Readers looking for these tropes might enjoy this book. But for my part, I was extremely uncomfortable with the setup whereby an employer ignores an employee’s boundaries because he claims he’s so attracted to her that he can’t control himself around her. It was difficult to believe this book was published in 2019. Aubrey keeps pushing and pushing for intimacy, for marriage, and for Maeve to do things that embarrass her. She bites her lip and makes token protests (“Please, Mr. Nelson, this is indecent.”) but then does what he wants. He makes all the decisions, including those to do with having children (If she ended up pregnant, that would keep her with him, or so he hoped.), because he has all the power, the money, and the experience.

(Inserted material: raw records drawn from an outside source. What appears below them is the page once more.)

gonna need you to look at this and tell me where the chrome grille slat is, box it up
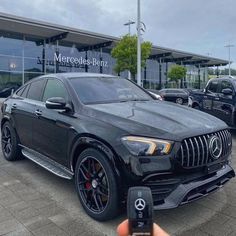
[199,136,205,165]
[189,138,195,167]
[177,129,231,168]
[184,140,190,166]
[222,131,227,156]
[180,146,184,166]
[203,136,209,164]
[194,137,200,166]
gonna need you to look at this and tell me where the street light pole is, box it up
[124,20,135,80]
[225,44,234,77]
[137,0,142,86]
[124,20,135,35]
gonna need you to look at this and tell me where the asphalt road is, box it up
[0,133,236,236]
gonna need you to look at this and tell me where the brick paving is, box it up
[0,132,235,235]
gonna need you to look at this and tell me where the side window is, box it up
[207,81,219,93]
[42,79,68,102]
[16,87,25,96]
[27,80,45,101]
[221,80,234,92]
[21,84,30,98]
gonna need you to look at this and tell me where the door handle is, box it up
[214,97,220,100]
[35,110,42,116]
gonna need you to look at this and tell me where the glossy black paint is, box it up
[1,73,234,209]
[190,77,236,127]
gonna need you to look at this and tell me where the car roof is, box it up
[24,73,119,84]
[209,76,236,82]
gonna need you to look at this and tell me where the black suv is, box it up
[189,77,236,127]
[1,73,235,221]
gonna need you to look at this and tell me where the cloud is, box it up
[0,0,236,68]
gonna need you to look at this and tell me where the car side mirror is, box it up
[46,97,71,111]
[222,88,233,96]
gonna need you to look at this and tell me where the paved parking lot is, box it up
[0,133,236,236]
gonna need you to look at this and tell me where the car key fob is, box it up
[127,186,153,236]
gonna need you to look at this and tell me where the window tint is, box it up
[42,79,68,102]
[27,80,45,101]
[207,81,218,93]
[221,80,233,92]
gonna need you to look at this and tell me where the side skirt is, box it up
[19,145,74,180]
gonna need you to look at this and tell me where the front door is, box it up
[32,78,71,166]
[212,80,235,126]
[202,79,220,116]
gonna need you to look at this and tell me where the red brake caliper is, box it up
[85,173,91,189]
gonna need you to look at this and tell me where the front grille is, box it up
[176,130,232,168]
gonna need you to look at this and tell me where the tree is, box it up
[168,65,187,87]
[111,35,152,79]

But at the same time, this is dull to read because the two of them constantly tell each other how beautiful, brave, kind and loving the other one is, which the narrative calls “witty banter”. Their conversations beat the same issues to death. Maeve frets that she won’t be accepted by society, Aubrey says she’s perfect and he loves her. Maeve feels guilty about her Dark Secret, Aubrey says she’s perfect and he loves her. Oh, and the Dark Secret? She defended herself from her evil husband (who was impotent – virgin widow ahoy!) and the force of gravity killed him for her.

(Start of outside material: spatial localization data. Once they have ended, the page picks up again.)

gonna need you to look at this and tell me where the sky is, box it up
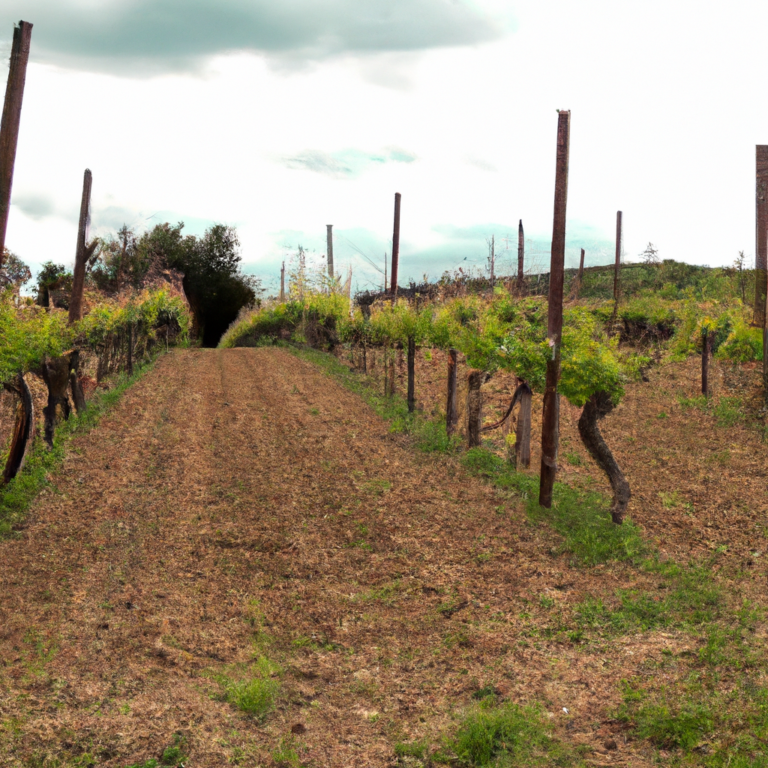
[2,0,768,295]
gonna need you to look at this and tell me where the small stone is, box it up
[604,738,618,751]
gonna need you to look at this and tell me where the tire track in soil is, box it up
[0,348,653,767]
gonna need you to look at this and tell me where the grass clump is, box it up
[460,448,645,566]
[122,734,188,767]
[0,357,159,538]
[441,700,580,767]
[217,656,280,719]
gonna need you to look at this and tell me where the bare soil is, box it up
[0,347,765,767]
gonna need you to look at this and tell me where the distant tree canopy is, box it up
[0,249,32,292]
[89,221,260,346]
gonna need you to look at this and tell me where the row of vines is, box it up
[220,274,761,525]
[0,285,191,486]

Aubrey’s family and friends then turn up, perhaps because Aubrey and Maeve adoring each other isn’t enough to pad out the rest of the book. His friends are the sort of aristocrats who don’t use titles, because this isn’t set in some dystopian hell where class distinctions exist. They describe how they became besotted with their wives in the previous book, while the wives instantly befriend Maeve. Then the hero of the next book hears that his father and brother were killed in the same accident, making him an earl though he’s avoided responsibility all his life.
But Aubrey’s mother hates Maeve for being lower-class and Irish. Everyone – including Maeve’s maid – reassures her and tells her she’s wonderful, but Maeve literally trembles when her mother-in-law glares at her. Finally, the mother-in-law says Aubrey is too good for Maeve, so she should leave him. Maeve, who’s pregnant, runs off without a word to Aubrey, let alone a plan to support herself. So he has his mother dragged away screaming while he finds Maeve…
…and, unbelievably, the story ends. Yes, there’s the blissful baby-logue, the expected cherry on the cliché cake, but the story stops without Maeve having done a thing to stand up to her mother-in-law. I couldn’t believe what a cop-out this was.
Finally, the sex scenes are numerous, but one of them refers to “the soft pouch under his scrotum”. Maybe he has two scrotums? Scrota? Whatever. Between the exhausted tropes, the consent issues, and most of all, a heroine with less backbone than a jellyfish, there’s nothing to recommend about Deceived by Desire.